Some people like to class debt as either good and bad and they might put certain loan types into different categories. However, good and bad debt can be quite complex and it is not easy to just allocate a certain type of loan into a certain category. Therefore, it can be easier to get a good understanding of what good debt and bad debts are and then you will be able to work it out for yourself.

What is a good debt?

A good debt is when you borrow money for a purpose that will aid you in the future. For example, if you take out a mortgage so that you can buy a home which will enable you to save a lot of money on rent. A student loan is often also put into this category as it will enable you to study to get a job that is better paid so you will make back more than you have paid out on the loan.

It is not always so easy to categorise loans though. It will depend on your own personal circumstance. If you are using the loan to better yourself in some way, to pay for something that will allow you to save money in the long run or something like that then it is normally considered to be good debt. However, you also need to make sure that you choose the right sort of loan for the purpose that you need it for and that you compare lenders to make sure that you pick the one that will offer you good value for money. You also need to make sure that you will be able to afford the repayments.

What is a bad debt?

So simply a bad debt is anything which does not fit the criteria above. So, if you are borrowing money to pay for luxury items that you do not really need and may hardly even use then this would be considered to be bad debt. You may also have chosen the wrong loan type, perhaps borrowing more money than you need or using a loan type that is unnecessarily expensive. Then if you have chosen a loan where you cannot afford the repayments then you will also be considered to have bad debt.
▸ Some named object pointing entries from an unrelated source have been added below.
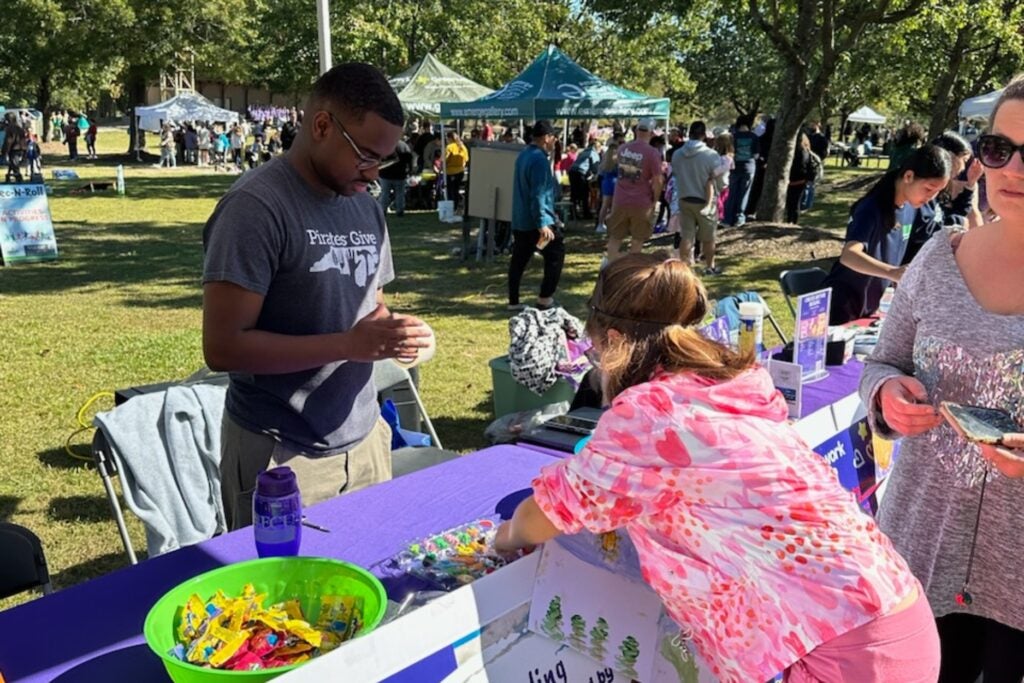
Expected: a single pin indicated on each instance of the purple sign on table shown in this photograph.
(811, 338)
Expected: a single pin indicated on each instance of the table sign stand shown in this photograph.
(810, 339)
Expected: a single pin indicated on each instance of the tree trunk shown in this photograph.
(43, 96)
(797, 102)
(136, 95)
(943, 88)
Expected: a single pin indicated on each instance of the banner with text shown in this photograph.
(26, 227)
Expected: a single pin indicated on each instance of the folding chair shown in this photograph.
(394, 382)
(24, 564)
(801, 281)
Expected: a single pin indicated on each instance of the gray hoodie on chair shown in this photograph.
(693, 165)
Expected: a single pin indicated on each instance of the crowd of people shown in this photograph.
(237, 146)
(744, 532)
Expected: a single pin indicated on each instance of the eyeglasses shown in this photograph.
(365, 162)
(996, 151)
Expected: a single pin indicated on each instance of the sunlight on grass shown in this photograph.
(122, 307)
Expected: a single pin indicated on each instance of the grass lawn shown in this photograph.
(122, 307)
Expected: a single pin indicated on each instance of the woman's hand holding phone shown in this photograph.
(905, 407)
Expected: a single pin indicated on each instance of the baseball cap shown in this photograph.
(543, 128)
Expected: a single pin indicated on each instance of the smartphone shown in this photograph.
(981, 425)
(570, 423)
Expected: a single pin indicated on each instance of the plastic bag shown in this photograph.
(510, 428)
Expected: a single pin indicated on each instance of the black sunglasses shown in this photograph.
(996, 151)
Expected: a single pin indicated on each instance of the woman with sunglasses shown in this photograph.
(878, 232)
(742, 530)
(955, 332)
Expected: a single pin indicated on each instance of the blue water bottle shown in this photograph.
(278, 513)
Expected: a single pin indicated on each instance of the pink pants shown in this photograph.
(901, 647)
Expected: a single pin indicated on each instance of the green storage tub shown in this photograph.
(510, 396)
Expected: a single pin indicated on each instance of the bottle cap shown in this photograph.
(276, 482)
(751, 308)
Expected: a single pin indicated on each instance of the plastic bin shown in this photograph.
(510, 396)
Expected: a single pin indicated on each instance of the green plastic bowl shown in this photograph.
(305, 579)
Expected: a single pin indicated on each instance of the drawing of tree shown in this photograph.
(629, 652)
(552, 624)
(579, 635)
(598, 635)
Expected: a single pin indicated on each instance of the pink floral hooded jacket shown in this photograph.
(744, 532)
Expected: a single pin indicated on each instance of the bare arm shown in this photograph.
(231, 342)
(528, 526)
(856, 259)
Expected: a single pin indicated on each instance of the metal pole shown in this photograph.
(324, 32)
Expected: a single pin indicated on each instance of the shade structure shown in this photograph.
(556, 87)
(980, 107)
(185, 105)
(866, 115)
(426, 84)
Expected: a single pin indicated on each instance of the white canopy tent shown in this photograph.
(866, 115)
(980, 107)
(183, 107)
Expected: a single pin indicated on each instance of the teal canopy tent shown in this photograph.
(426, 84)
(555, 87)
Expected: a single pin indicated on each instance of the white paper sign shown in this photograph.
(787, 378)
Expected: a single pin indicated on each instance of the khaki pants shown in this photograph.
(245, 454)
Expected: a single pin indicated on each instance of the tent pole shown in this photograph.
(443, 162)
(324, 33)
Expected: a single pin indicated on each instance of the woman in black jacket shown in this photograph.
(955, 206)
(801, 172)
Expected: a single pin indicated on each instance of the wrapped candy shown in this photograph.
(239, 634)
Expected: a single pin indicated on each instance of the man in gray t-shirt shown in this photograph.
(296, 258)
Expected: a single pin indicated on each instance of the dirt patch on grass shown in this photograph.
(779, 242)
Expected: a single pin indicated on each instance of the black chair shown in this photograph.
(24, 564)
(801, 281)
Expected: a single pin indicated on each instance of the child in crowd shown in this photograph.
(743, 531)
(607, 174)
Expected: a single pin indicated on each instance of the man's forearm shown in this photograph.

As you can see it will depend on your personal circumstances whether a debt is considered bad or good for you. For example, if two people want to buy the same house and take a mortgage then this could be considered to be good debt for them both. However, if one of them cannot afford the repayments then this will be a bad debt for them and they should have looked to borrowing less by buying a cheaper home.

How do I categorise payday loans?

Categorising payday loans is not simple. Some people might immediately say that they are bad debt because they have had a lot of negative press. However, as explained above it will very much depend on your personal circumstances. Firstly, payday loans are designed to be used in emergencies when you need money quickly and they can be arranged very quickly. This means that if you are in this situation then they might be a good choice. However, they are also designed for those with a poor credit record. If you do have a good credit record then it might be that there are other loans which you could take out which might be cheaper for you. If you do have a poor credit record then they could be the right choice for you. You also need to compare different payday lenders so that you are sure that you are taking out the one that is best for you with regards to the price and other factors. One of the most important determinants of whether it is good or bad debt for you is how well you are able to repay it. A payday loan normally has just one repayment. This is a lump sum which includes what you have borrowed and the lenders charges. You should be able to find out how much this will be before you take out the loan and you will then be able to decide whether that is an amount that you will be able to afford. The lender will ask you to set up a direct debit in your bank account for the payment to go out when you get paid. This means that you should have the money available in your bank account in order to cover the cost of the loan. However, you still need to think about whether you will have enough money left to pay all of your other bills for the rest of the month. This can be quite tricky as we are not used to having a large lump sum go out of our bank account in a month. So, make sure that you do some calculations to check this.